도 1과 도 2 및 도 3 내지 도 9를 참조하여 상세하게 설명하면, 본 발명에 따른 소규모 학습 데이터 셋 기반 딥러닝 시스템은 딥러닝 모델 학습을 하기 위해 입력되는 학습 데이터 셋 중에서 클래스간 데이터 불균형이 존재하는지 여부를 검사하여 소규모 데이터 셋과 참조 데이터 셋으로 분규하고 분석하는 데이터 불균형 분석장치부(10), 소규모 학습 데이터 셋과 데이터 생성에 필요한 참조 데이터 셋을 이용하여 생성 데이터 셋과 합성 데이터 셋을 생성하고, 생성된 데이터가 실제로 존재하는지 여부를 판별하는 데이터 생성부(20), 데이터 유사도 군집 결과와 기존에 학습되어 있는 범용 딥러닝 모델을 이용하여 목표로 학습해야 할 최종 딥러닝 모델의 가중치와 하이퍼 파라미터의 초기화에 대한 내용을 전이 학습시키는 모델을 생성하는 모델초기화부(30), 소규모 데이터 셋을 통해 생성/검증된 학습 데이터 셋과 메타 러닝 모델을 통해 생성된 전이학습 최적 데이터를 이용하여 딥러닝 모델을 통상적인 학습 데이터 셋과 레이블링 정보를 통해 학습시키는 모델 학습부(40) 및 학습된 모델을 기반으로 분류 혹은 객체 검출과 같은 추론을 하는 모델 추론부(50)로 구성된다.1 and 2 and 3 to 9, the deep learning system based on a small learning data set according to the present invention has data imbalance between classes among the training data sets input to learn the deep learning model. The data imbalance analyzer unit 10, which analyzes and divides into a small data set and a reference data set by examining whether there is, and a small training data set and a reference data set necessary for data generation, is used to generate a data set and a synthetic data set. The weight of the final deep learning model to be learned as a target using the data generation unit 20 that generates and determines whether the generated data actually exists, the data similarity cluster result, and the general-purpose deep learning model that has been previously trained. The model initialization unit 30 that generates a model that transfers learning the contents of the initialization of hyper parameters, a training data set created/verified through a small data set, and the transfer learning optimal data generated through a meta-learning model are used to deep It consists of a model learning unit 40 that trains a learning model through a typical training data set and labeling information, and a model inference unit 50 that makes inferences such as classification or object detection based on the learned model.

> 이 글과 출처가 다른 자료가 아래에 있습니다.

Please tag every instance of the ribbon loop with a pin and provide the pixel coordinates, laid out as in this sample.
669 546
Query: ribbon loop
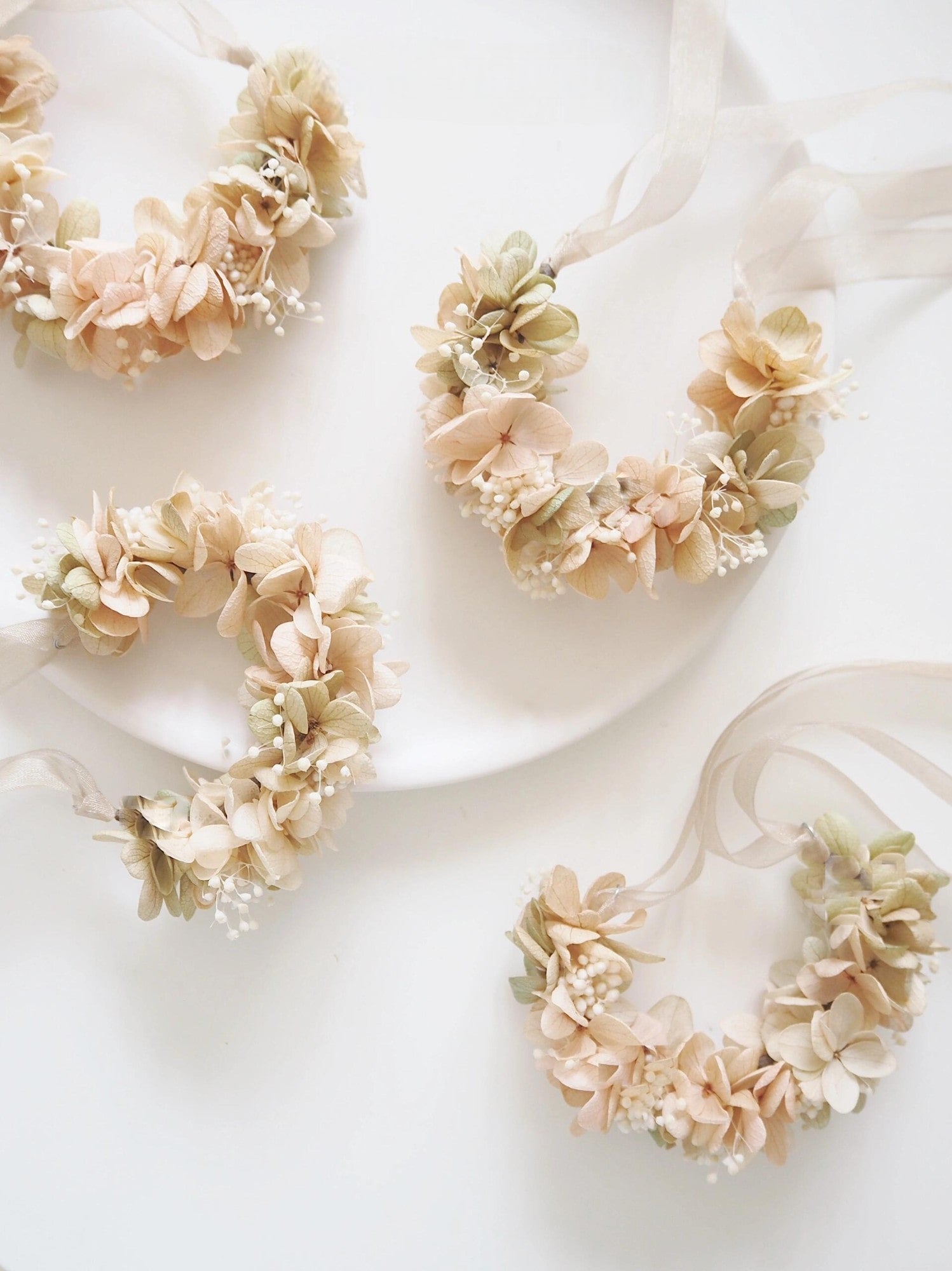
738 770
57 771
195 25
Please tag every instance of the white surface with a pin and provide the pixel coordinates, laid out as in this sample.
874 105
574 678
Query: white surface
334 411
351 1090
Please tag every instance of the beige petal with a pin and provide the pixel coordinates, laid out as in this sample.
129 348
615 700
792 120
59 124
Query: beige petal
841 1089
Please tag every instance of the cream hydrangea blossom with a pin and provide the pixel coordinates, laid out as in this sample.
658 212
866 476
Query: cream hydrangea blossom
565 518
815 1048
294 598
237 256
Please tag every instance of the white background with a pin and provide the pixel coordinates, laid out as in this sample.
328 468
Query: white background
351 1089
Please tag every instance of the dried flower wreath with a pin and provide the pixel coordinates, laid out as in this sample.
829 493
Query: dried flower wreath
564 518
238 254
815 1047
294 598
738 471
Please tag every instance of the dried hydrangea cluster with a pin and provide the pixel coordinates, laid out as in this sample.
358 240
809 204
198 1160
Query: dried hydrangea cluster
565 519
814 1049
294 598
238 254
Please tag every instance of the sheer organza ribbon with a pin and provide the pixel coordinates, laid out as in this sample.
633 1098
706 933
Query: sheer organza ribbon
771 256
731 777
26 648
734 772
195 25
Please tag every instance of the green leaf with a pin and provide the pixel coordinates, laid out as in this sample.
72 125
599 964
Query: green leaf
79 221
898 841
523 989
83 587
777 518
838 834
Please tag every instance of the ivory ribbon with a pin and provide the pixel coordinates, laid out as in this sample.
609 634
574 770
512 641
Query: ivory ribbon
773 255
55 771
693 123
25 648
739 770
195 25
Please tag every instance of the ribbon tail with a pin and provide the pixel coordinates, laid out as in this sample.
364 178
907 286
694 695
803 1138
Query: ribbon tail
26 648
57 771
195 25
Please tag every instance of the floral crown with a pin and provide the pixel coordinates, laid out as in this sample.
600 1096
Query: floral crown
293 595
817 1047
565 519
237 256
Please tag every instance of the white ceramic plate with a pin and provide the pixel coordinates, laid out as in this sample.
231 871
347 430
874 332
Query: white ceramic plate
466 135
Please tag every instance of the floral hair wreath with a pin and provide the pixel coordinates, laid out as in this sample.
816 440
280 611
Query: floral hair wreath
503 341
817 1045
510 458
238 254
294 598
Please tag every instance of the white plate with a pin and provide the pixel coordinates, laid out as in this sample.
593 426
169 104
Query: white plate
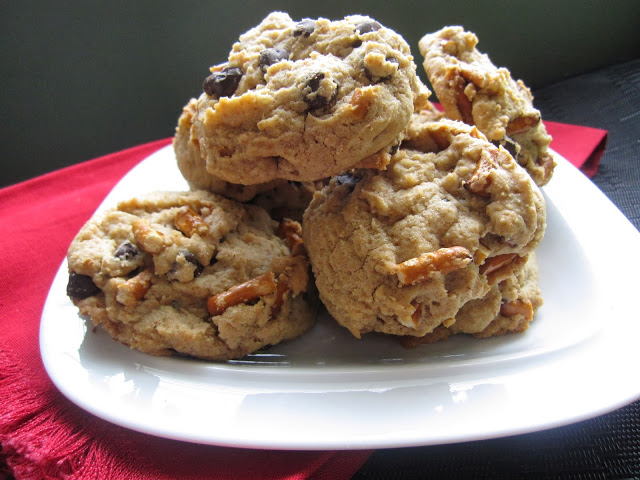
328 390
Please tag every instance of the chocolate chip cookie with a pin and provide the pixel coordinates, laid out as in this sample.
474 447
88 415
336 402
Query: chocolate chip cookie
191 273
281 198
305 100
472 89
401 251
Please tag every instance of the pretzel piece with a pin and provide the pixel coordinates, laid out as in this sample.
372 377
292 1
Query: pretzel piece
251 289
430 264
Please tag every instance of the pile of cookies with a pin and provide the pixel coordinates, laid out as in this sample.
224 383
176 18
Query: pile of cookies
316 161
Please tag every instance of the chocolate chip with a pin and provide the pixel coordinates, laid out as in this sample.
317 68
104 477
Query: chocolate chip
81 286
305 28
368 26
272 55
313 99
348 180
223 83
126 251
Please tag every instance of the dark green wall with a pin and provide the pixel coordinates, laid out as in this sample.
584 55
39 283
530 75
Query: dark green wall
81 79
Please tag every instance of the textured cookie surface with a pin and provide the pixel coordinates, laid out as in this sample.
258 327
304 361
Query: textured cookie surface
472 89
281 198
401 251
191 273
508 307
307 100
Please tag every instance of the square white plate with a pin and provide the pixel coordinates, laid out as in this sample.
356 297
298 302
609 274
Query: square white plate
328 390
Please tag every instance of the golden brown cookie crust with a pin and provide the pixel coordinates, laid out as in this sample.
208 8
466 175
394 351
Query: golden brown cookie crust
401 251
306 100
473 90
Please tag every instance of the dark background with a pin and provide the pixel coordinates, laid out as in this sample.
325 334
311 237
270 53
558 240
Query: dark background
82 79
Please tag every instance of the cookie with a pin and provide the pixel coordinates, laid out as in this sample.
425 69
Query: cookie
281 198
306 100
472 89
191 273
508 307
400 251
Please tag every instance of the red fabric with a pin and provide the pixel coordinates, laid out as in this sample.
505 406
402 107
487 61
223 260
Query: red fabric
42 434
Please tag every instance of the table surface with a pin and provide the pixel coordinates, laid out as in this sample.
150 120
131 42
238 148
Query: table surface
604 447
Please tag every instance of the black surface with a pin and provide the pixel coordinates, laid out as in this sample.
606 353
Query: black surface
605 447
82 79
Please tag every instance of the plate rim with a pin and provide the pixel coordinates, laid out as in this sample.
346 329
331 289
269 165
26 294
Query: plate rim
605 209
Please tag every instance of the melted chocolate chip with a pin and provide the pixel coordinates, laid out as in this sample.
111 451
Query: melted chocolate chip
509 145
223 83
305 28
126 251
318 101
368 26
272 55
81 286
348 180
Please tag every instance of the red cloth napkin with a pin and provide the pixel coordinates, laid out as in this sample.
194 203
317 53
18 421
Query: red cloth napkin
42 434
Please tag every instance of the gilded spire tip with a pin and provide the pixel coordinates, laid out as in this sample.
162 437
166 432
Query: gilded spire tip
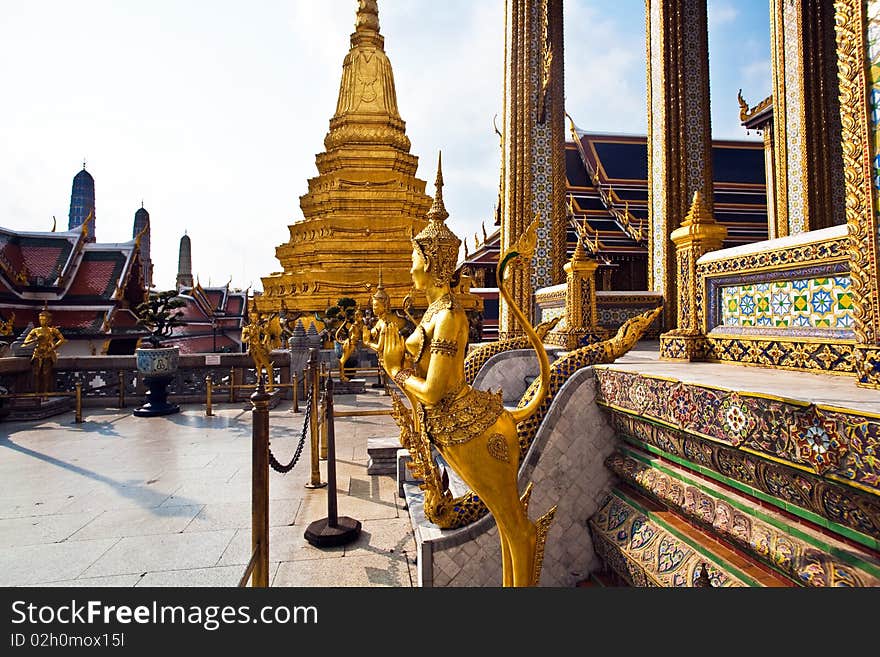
438 209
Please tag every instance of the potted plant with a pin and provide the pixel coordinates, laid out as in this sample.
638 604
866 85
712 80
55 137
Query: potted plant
159 314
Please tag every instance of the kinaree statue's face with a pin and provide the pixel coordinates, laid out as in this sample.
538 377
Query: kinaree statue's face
419 271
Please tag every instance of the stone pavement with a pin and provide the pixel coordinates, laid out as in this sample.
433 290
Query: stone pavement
165 501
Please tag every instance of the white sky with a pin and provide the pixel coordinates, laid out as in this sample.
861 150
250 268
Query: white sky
211 112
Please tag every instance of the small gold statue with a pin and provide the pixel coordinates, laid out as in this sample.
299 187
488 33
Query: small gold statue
381 307
46 340
262 335
470 428
356 330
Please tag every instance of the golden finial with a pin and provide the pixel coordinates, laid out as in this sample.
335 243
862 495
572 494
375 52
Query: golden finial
438 210
743 106
367 19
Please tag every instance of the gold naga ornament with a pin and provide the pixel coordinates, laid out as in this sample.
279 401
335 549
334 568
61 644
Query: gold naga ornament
470 428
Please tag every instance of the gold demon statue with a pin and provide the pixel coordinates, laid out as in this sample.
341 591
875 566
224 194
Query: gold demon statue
470 428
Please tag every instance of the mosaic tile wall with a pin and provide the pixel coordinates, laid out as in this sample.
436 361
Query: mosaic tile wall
809 303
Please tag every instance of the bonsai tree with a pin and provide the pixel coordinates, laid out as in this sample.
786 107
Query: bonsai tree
159 315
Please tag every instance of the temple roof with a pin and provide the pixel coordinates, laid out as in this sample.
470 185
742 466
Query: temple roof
607 188
89 287
210 313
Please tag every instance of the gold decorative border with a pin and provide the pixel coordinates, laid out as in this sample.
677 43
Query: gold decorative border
702 503
851 28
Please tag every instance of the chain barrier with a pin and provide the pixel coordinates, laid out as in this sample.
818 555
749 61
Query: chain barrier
284 469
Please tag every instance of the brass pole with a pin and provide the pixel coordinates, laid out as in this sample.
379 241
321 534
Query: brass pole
260 486
332 517
314 382
209 384
78 413
324 405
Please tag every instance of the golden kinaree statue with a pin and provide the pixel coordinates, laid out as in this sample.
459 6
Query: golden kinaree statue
470 428
356 330
381 307
262 335
46 340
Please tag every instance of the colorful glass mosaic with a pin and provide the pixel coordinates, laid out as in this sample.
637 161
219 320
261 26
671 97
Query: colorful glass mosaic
806 303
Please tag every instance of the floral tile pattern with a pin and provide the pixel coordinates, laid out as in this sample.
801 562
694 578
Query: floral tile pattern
806 303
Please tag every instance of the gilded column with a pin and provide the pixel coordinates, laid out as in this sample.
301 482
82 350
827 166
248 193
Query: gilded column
808 182
858 60
533 164
679 130
698 234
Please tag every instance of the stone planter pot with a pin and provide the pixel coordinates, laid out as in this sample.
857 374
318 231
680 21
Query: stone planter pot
157 367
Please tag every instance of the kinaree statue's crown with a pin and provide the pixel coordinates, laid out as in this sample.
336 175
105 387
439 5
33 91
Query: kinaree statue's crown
439 244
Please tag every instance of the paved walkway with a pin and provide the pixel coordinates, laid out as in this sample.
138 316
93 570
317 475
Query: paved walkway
127 501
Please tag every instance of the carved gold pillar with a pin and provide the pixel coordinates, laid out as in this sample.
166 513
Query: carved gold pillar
581 311
679 130
857 60
769 169
698 234
533 155
808 181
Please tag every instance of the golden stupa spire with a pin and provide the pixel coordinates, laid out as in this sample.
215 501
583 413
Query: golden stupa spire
438 210
366 111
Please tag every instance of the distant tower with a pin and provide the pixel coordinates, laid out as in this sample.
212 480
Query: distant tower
184 263
82 201
142 225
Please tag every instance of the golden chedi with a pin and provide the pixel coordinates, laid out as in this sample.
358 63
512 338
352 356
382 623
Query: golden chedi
366 203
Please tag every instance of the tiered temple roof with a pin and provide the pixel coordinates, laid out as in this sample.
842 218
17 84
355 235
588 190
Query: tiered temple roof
90 288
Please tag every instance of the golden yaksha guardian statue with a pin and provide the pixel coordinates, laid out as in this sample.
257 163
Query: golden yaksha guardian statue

상기 데이터 불균형 분석장치부(10)는 딥러닝 모델 학습을 하기 위해 입력되는 학습 데이터 셋 중에서 클래스간 데이터 불균형이 존재하는지 여부를 검사하여 소규모 데이터 셋과 참조 데이터 셋으로 뷴류하고 분석하는 기능을 구현한다.The data imbalance analysis device unit 10 checks whether there is a data imbalance between classes among the training data sets input to learn the deep learning model, and divides it into a small data set and a reference data set and implements a function of analysis. .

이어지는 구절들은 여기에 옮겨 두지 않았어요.